Jun 28, 2018

A Preview of the New NEMES Site

Here we are, but we’re far from finished. This is a preview of what the structure and navigation will look like for the new NEMES site.

Most of this is all placeholders for what will come in the next few weeks and months. But it bears noting that the work which has gone into this so far lays important groundwork for the work yet to come - making everything easier from here on out. The aim is to do a sympathetic rebuild of the site, moving the old content, and trying to organize it better, without losing any NEMES content.

Some things may be relocated from links on the Home Page to Posts of their own which will be in the Archives. Other things which are currently downloads of Office files (.xslx or .docx for example) will be properly turned into web content. And some things which represent redundant content may be consolidated for clarity (links to Other Clubs, links to Member Sites, Club-related links, links to model-building and acessories… all of these are simply links and can be presented on a single, well-organized page.)

Some things which are not actual content on our site, but catalogs of links to other resources may go away: it doesn’t make any sense at all to try to maintain a catalogue of every “Tubalcain” YouTube video, when Lyle posts a new one at least once a week. YouTube, as a Google product, has magnificent search capabilities for videos, and for specific content creators on YouTube, one can simply visit their Channel directly.

At the last meeting, I was able to show the barest skeleton of what I had finished so far. While this preview does not look much different from that, the work has primarily been behind the scenes, making this new site work better.

For those of you interested in such things, this new site is built using a static site generation tool called Jekyll and a web design framework called Bootstrap.

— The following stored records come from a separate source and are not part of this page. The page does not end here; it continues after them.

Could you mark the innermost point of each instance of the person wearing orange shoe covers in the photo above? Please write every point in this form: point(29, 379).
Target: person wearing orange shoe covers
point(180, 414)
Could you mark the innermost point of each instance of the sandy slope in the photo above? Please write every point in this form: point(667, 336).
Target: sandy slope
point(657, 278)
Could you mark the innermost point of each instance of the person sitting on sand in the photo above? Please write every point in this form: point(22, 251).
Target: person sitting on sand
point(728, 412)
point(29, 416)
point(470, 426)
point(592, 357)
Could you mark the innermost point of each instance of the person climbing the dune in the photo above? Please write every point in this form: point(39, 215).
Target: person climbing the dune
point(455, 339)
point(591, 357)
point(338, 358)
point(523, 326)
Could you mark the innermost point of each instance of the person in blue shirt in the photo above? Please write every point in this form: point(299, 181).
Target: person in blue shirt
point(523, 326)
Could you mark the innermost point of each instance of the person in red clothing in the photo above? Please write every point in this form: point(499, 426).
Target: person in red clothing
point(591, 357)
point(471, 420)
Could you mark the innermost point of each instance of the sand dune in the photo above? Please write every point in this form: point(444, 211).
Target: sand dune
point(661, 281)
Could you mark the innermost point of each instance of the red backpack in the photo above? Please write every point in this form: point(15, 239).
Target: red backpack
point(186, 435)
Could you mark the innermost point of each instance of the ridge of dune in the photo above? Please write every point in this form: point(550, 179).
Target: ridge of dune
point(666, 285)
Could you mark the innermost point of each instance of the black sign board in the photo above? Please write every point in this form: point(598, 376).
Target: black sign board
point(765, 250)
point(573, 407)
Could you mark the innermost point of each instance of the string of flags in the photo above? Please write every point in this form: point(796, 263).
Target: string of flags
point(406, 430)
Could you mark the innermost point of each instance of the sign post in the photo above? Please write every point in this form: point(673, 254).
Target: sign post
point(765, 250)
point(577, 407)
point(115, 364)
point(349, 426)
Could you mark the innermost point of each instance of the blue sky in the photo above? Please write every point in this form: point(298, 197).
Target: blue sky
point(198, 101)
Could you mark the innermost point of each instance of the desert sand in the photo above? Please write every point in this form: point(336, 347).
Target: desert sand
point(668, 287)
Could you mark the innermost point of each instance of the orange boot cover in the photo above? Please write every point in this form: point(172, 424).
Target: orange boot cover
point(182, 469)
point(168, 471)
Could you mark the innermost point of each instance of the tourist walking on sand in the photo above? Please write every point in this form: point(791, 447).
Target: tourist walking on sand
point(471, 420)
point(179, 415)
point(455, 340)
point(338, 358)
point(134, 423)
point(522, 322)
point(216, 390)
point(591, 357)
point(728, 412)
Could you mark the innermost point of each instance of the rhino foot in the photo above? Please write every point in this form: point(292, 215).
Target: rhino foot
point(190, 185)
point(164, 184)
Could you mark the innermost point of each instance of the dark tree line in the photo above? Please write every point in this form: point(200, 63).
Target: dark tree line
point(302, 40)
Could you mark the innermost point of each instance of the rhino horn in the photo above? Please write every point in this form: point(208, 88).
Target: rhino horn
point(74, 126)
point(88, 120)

Together, these Jekyll and Bootstrap work to meet a few design criteria I had decided upon early in the process. The new site should be:

  • Static
  • Simple to maintain
  • In revision control (git)
  • Cohesive-looking

Static

There is some attraction to using a Content Management System such as Wordpress, but ultimately, the constant security patching and upgrade headaches make it a much bigger job than it otherwise ought to be. By using a static site generator though, we can enjoy the security and reliability of a static site with the ease of ensuring all links are correct and coherent that a tool can provide.

Simple to Maintain

Posts for the new site are most easily written using a plain text editor. Notepad or Vim or whatever else you might prefer. And you don’t have to know HTML, CSS, or Javascript. Instead, just use Markdown

The most frequently-updated parts of the site (the Gazette archive, the meeting information on the Home Page) are data-driven: add one line in a CSV file and Jekyll generates the link to the file. Modify one JSON stanza and the meeting information is updated. No more hunting through a very large HTML file for just the right place to add something. Instead, just write a new post, and it shows up on the Home Page, to be replaced when a newwer one comes along, and archived in perpetuity.

Revision Control with Git

Gone are the days of copying a file to a backup location before you edit it… or worse, forgetting to.

Instead, everything is in a git revision control repository. Git is the de-facto standard for decentralized revision control, and one goal is to use git to help automate updating the site by using a “post-receive hook” to run the Jekyll build process.

Cohesive Design

I am not a Web Designer.

Rather than try to teach myself graphic design, or settle for a site that looks chaotic, I let Jekyll and Bootstrap do the heavy lifting for this.

Next Steps

As you can see, there’s not much here yet.

  • The NEMES Logo needs to be prominently-displayed on the Home Page.
  • The Home Page carousel of images needs to be populated with three to five good images.
  • The many, MANY posts from the existing site need to be ported over. It will probably work best if I write a tool to do this automatically.
  • The massive library of electronic books needs to be managed somehow.